Here’s how to order one of the hoppy drinks showing up on menus across the country.
Gin, vodka, tequila, whisky, and rum are the bases for most cocktails. When a bartender in a swanky lounge asks what sort of drink you’re looking for, he’s expecting you to pick from that list. Here’s the catch: One of the best bases isn’t a spirit and isn’t on that roster. Beer cocktails are diverse, drinkable, and perfect for late summer and early fall, when drinkers are demanding something a bit more muscular while trying to stay hydrated.
Hayley Jensen, Beer Sommelier at New York’s Taproom No. 307, is one of the growing crowd of in-the-know East Coast purveyors beefing up their menus with hoppy cocktails. “I think that beer and cider work really well with spirits, and work like really complex mixing ingredients,” she says, noting that even simple beer and shot pairings have become increasingly popular. “People don't have the brand loyalty to beer & spirit brands that they used to,” she adds. “They enjoy experimenting and trying new things.”
Jensen is particularly fond of the way the citrus notes of Belgium witbiers and the nutty, sweet character of brown ales mix with spirits. That mix is the most important thing. Taking classic cocktails and adding beer as an additional ingredient changes the texture and body of a cocktail. It doesn’t always work (don’t order a beer-tini), but proves memorable when it does. “I love a Manhattan with a little stout reduction, or even just a stout floater,” says Jensen. “ It really enhances the experience for me.”
Here’s how to order a beer cocktail:
The Entry-Level Orders:
Beer-Garita: Pale ale, tequila, lime, fruit beer (cherry or raspberry).
Beer-Hattan: Make a stout reduction by simmering stout and sugar until it takes the consistency of maple syrup. Add this to a Manhattan.

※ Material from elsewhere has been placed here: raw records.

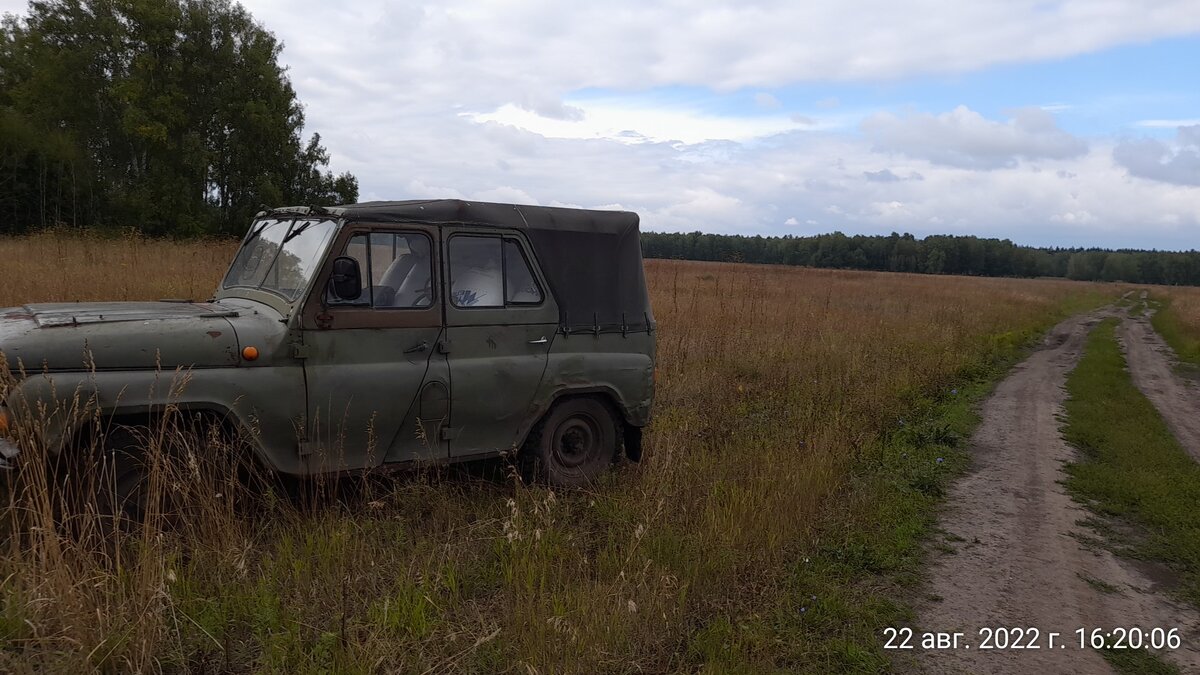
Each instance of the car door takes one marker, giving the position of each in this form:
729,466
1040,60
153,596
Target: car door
367,358
501,322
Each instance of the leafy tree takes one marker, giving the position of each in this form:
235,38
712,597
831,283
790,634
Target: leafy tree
171,115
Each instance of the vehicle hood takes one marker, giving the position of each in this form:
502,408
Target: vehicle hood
118,335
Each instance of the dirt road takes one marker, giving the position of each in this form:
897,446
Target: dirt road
1020,555
1151,363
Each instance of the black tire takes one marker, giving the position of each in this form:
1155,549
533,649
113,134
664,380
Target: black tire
123,482
574,443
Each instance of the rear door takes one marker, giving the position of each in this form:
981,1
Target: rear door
501,323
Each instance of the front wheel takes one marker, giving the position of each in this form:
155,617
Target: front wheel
574,443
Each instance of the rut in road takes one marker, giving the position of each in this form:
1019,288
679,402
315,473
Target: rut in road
1151,364
1023,557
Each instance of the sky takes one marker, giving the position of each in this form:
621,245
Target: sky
1072,123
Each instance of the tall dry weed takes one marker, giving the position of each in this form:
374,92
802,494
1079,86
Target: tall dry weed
771,383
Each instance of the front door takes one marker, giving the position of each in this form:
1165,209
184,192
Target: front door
501,322
367,358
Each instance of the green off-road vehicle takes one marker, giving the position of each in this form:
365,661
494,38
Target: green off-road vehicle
364,336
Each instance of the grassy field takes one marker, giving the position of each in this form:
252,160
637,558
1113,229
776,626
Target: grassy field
804,428
1177,321
1133,471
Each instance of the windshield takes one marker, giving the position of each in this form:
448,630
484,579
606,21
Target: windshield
281,256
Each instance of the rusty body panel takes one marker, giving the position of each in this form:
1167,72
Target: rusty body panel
323,384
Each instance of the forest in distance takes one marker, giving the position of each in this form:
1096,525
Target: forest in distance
960,255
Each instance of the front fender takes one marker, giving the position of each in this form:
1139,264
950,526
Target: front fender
52,408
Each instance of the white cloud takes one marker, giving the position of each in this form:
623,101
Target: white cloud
580,105
1168,124
1177,162
618,120
965,138
765,100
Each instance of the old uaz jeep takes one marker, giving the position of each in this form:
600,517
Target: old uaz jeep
371,335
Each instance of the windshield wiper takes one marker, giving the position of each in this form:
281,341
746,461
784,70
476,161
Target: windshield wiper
297,232
257,232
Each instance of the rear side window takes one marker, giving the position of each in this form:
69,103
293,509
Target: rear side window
490,272
397,270
520,285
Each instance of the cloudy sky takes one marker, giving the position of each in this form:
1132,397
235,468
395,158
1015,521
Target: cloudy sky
1050,123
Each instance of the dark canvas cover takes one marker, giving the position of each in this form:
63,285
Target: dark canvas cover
592,258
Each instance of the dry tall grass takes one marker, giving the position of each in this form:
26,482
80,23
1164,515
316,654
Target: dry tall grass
772,383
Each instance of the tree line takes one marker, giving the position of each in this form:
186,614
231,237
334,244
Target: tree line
173,117
931,255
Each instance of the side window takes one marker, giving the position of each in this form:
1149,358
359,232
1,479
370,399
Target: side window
477,272
490,272
357,249
397,269
520,286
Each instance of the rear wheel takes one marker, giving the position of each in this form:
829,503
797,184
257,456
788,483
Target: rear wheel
574,443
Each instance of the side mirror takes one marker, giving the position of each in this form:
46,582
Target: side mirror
346,282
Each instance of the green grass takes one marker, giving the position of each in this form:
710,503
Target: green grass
1132,467
1133,472
1168,324
873,543
1138,662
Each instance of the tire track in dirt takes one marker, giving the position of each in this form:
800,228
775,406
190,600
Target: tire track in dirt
1151,364
1021,557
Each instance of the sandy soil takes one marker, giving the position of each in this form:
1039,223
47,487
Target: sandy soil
1151,363
1021,559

Beer-Sangria: Dice your favorite fruits and marinade them in brandy (overnight is best). Then, take a scoop of the fruit, a handful of ice cubes and add beer. Cherry or raspberry beer for red, belgian witbier for white.
Ginger Martini: Gin, ginger liqueur, lemon juice and Belgian golden ale.
The DIY Approach:
Wheat beers: Belgian Witbiers and German Hefeweizens are light and flavorful and mix well with fruit flavors like orange, lemon and others. If you like a Greyhound, just have the bartender pour it into a tall glass of the Low Country stuff.
Amber and brown ales: The malty, bready flavors of these beers work well with drinks that contain bourbon and rye. If the bartender doesn’t have any suggestions, have him pour an Old-Fashioned into something simple like a Dogfish Head Indian Brown Ale.
Sour Ales: Flemish reds, browns, gosers, berliner weisses and lambics are strong enough to mix with punchier liquors. If you tell the bartender at the sort of establishment that serves these more complex, harder to come by flavors that you want a cocktail, he’ll be able to work it out for you.
Stouts and Porters: The dark, earthy flavors work well in strong, bourbon cocktails. Honestly, you can just pour a shot in a chocolate stout and you’re good to go.
IPAs: The taste overpowers any alcohol you add. Stay away.